Time ravages everything eventually, even doorstop-size horror novels like Stephen King’s It, but it wasn’t until the newest teaser for the book’s upcoming film adaptation that the source material really showed its age. The book tells the story of two encounters between a group of residents of Derry, Maine, and “It,” an interdimensional being that feeds on fear: once as children and once as adults. Figuring out how to film it today is a math problem as much as anything: The book was published in 1986, its modern-day section takes place in 1984 and 1985, and the childhood section is about 30 years earlier, in 1957 and 1958. So the kids, 10 in 1957, would be 70 today—not really in prime fighting-interdimensional-evil shape. And yet to the extent It has a place in our collective unconsciousness besides the whole terrifying clowns thing, it’s Stephen King’s 1950s novel, or at least the one that’s not The Body/Stand By Me.

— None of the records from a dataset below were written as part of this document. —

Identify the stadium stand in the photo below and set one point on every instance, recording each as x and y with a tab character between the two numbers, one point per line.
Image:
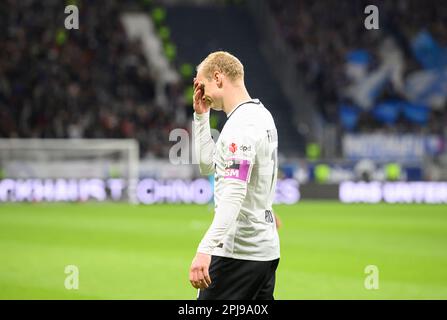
392	79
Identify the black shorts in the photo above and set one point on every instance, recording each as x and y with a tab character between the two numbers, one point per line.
234	279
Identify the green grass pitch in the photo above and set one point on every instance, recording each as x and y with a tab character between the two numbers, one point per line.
144	252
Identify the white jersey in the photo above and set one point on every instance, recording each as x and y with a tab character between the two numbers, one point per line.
244	163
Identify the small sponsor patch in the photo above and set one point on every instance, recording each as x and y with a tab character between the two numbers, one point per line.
237	169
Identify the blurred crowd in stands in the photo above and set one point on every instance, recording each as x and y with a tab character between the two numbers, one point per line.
390	79
96	83
86	83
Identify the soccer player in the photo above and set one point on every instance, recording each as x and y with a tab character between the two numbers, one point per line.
238	256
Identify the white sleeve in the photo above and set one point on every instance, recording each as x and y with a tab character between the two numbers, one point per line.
204	144
238	167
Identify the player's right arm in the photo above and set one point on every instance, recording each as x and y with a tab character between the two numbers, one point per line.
204	144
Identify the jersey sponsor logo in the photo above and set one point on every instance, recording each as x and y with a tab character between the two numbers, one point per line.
232	147
237	169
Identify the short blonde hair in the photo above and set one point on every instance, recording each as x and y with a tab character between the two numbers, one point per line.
224	62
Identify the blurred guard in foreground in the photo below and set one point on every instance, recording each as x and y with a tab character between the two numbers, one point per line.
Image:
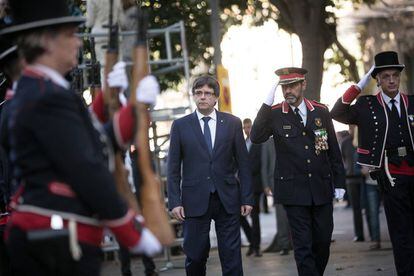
62	156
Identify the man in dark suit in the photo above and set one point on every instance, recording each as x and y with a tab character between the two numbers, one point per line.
207	149
308	164
253	231
385	131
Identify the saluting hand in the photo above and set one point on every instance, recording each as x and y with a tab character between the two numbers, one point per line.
365	79
246	210
270	98
178	213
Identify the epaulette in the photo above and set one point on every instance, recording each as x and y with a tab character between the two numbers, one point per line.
276	106
318	104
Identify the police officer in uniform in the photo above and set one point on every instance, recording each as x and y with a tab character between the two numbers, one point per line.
308	166
60	155
386	125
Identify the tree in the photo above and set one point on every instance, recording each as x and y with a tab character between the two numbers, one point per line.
315	24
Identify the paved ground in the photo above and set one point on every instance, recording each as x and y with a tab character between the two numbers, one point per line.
347	258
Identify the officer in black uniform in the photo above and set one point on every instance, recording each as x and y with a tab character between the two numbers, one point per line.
308	167
61	156
386	126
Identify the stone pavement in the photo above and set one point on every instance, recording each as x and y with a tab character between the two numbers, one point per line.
347	258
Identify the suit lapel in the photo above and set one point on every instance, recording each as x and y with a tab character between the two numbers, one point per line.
220	131
195	124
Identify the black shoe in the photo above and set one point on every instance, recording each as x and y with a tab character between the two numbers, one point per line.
249	252
284	252
257	253
358	239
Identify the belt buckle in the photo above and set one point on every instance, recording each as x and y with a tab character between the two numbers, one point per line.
402	151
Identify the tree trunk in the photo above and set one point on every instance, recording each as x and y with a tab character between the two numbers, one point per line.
313	49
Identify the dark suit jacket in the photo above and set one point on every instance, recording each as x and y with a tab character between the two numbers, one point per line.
302	177
191	168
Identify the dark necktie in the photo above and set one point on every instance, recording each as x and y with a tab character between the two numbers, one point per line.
298	116
394	110
207	134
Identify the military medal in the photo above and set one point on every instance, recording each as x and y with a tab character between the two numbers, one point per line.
321	140
318	122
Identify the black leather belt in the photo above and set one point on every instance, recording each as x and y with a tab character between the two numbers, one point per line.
400	151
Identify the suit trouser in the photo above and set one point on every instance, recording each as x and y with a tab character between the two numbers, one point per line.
354	190
399	210
311	228
36	260
252	232
197	241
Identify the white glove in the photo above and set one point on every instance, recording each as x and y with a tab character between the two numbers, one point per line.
365	79
270	98
147	245
118	78
339	194
148	89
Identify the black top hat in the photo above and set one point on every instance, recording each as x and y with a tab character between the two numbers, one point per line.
28	15
386	60
290	75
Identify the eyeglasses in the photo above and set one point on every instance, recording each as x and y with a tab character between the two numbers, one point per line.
206	94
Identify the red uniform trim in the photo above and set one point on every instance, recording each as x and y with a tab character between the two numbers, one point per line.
4	220
292	76
276	106
350	94
380	99
318	104
403	169
33	73
29	221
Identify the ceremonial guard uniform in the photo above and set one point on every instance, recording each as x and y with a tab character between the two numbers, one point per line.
62	159
386	146
308	166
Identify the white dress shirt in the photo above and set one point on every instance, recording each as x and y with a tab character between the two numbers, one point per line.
397	99
303	111
212	123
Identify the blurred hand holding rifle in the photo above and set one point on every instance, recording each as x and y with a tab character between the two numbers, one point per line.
151	200
94	69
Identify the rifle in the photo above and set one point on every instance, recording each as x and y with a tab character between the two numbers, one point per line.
95	69
111	100
151	202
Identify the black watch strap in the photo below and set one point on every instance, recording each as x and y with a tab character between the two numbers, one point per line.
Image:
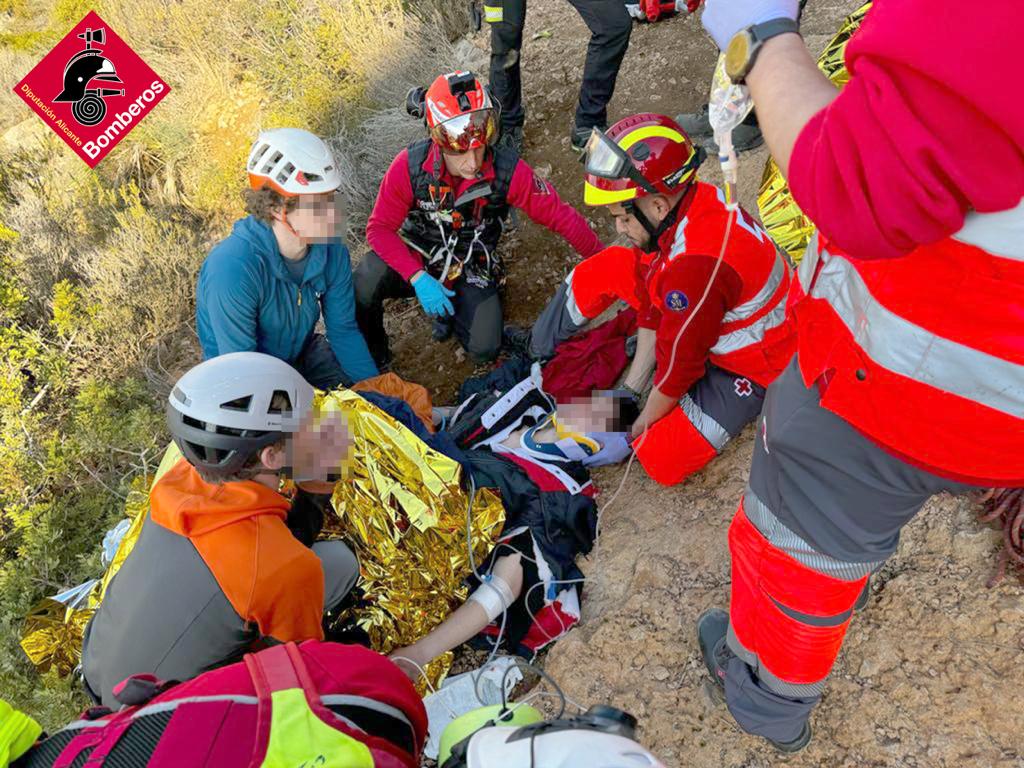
763	32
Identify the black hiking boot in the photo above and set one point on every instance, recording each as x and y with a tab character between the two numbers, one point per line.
713	626
745	136
863	597
512	138
442	329
515	340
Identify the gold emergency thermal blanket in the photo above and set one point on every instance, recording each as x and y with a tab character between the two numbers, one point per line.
779	213
401	507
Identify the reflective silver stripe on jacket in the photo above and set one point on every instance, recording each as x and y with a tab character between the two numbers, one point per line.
1000	233
909	350
755	333
788	542
714	432
744	337
570	304
752	307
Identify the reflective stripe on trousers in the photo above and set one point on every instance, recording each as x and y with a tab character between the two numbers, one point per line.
907	349
712	431
786	620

That means director Andrés Muschietti and screenwriters Chase Palmer, Cary Fukunaga, and Garry Dauberman had three unpalatable options: Maintain the book’s 1950s/1980s dichotomy (expensive!); maintain the book’s present-day/30 years ago dichotomy (different from the book!); or holler, “Let’s just do it and be legends, man,” and set it in 1957 and 2017, with more of a Bucket List vibe. As the teaser makes clear, Muschietti and company chose the middle path, setting the flashback portions of It in the Spielbergian 1980s while leaving the door open for a second film set in the present day.

Which means the new adaptation, a coming-of-age story set in the 1980s, looks a lot like Netflix’s Stranger Things, not least because Finn Wolfhard stars in both the new movie and the show. The trailer lingers on a scene of Wolfhard and his group of friends (including fellow Stephen King/Steven Spielberg mashup alum Jaeden Lieberher, fresh off Midnight Special) deciding whether to explore the town’s sewer system. It doesn’t seem like it’s a pivotal moment in the film, but it’s definitely a pivotal moment in feeling like you’re watching Stranger Things, which seems to be the point. Of course, Stranger Things was itself dedicated to feeling like you were watching a Stephen King adaptation as directed by Spielberg, and the pop culture ouroborus just keeps on chewing. Has it finally eaten its way up to a vital organ, freeing us once and for all from reboots, remakes, and homages? Audiences will find out on Sept. 8.